I am ready to get back just 10% of the "me" before marriage and children.  There were so many things I loved to do that were healthy and active and fun.  I want to be able to do those things again, if only to keep me mentally healthy and sane.  My husband and I are due some couple time after 12 long years together.  We spent 5 years on the infertility roller coaster and another one on the adoption train.  Those two things can test a marriage just like an affair or finances.  Trust me.

Still, when WA calls me "mommy", or plants a random kiss on my cheek or comes and sits in my lap to snuggle, I seem to forget all of those tantrums, body slams, and face slaps.
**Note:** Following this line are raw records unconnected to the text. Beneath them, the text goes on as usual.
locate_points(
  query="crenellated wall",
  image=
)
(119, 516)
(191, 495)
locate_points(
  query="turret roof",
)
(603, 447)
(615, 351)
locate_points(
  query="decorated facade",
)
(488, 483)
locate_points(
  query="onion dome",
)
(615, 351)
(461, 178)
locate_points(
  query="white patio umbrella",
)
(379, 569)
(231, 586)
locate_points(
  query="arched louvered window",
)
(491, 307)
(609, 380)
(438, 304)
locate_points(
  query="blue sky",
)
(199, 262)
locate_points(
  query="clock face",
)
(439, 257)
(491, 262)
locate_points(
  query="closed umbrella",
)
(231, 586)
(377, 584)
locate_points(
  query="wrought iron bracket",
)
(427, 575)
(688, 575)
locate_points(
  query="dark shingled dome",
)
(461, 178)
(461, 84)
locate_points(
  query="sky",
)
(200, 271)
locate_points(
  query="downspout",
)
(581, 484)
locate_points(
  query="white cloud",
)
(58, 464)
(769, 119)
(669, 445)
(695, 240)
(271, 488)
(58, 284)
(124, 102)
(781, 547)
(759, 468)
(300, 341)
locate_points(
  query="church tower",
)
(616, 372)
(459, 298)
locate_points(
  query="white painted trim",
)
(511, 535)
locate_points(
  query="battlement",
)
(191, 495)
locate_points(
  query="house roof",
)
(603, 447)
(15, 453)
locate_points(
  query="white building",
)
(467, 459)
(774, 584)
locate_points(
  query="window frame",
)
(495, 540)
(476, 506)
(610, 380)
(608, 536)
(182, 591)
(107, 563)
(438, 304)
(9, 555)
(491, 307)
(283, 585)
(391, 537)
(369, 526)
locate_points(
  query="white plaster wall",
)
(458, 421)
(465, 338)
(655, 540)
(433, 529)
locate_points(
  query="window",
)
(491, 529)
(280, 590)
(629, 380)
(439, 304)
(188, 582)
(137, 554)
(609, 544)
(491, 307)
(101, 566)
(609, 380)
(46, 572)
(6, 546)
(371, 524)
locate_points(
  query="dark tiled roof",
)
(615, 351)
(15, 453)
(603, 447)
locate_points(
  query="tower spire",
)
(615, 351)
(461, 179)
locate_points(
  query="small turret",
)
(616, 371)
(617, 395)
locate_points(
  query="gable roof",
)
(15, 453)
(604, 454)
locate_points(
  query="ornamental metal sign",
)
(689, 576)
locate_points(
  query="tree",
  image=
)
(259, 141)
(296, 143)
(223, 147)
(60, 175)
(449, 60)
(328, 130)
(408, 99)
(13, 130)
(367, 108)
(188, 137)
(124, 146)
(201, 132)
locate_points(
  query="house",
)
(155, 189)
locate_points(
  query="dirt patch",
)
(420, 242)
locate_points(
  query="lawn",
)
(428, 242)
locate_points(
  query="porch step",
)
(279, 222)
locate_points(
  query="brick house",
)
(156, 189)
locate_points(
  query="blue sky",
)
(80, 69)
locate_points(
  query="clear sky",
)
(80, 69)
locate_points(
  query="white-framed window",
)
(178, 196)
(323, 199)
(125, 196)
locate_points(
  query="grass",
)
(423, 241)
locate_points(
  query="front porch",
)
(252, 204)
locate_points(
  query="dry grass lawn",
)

I just don't want to go through it again.  the Terrible Twos, I mean.  I am satisfied with my life and with WA.  He brings me enough joy.  I cant say that I didn't walk into my guest room yesterday afternoon and wonder how I would set up a new nursery, but my life is so full that a negative pregnancy test doesn't matter nearly as much as it used to.  And I really don't want to spend months agonizing over wether or not the pregnancy will stick.  Suffering a miscarriage is devastating in itself.  I've had two. 

I know how lucky I am with WA, please don't misunderstand me.  I was in a very dark childless place for a long time.  I am thankful God blessed me with him, but I just know he is all I can handle.  I don't know how all of you with 2+ children do it, but I will eternally admire you!

Besides, I need God to bless my friend "E" with a little angel.  I don't need another one.

Happy Mommyhood!

Mallorie

1 comment:

  1. Your words are very honest (as always) and pure. No condemnation here. This is great confirmation that you are where you are supposed to be in life and with your family. I can totally relate. I'm ok that all my baby items went to help pay for Blake's mission trip to Ireland, and I don't have a boy. I'm not so sure I was meant for more. And I've got peace with that. It feels good. :) Love you!!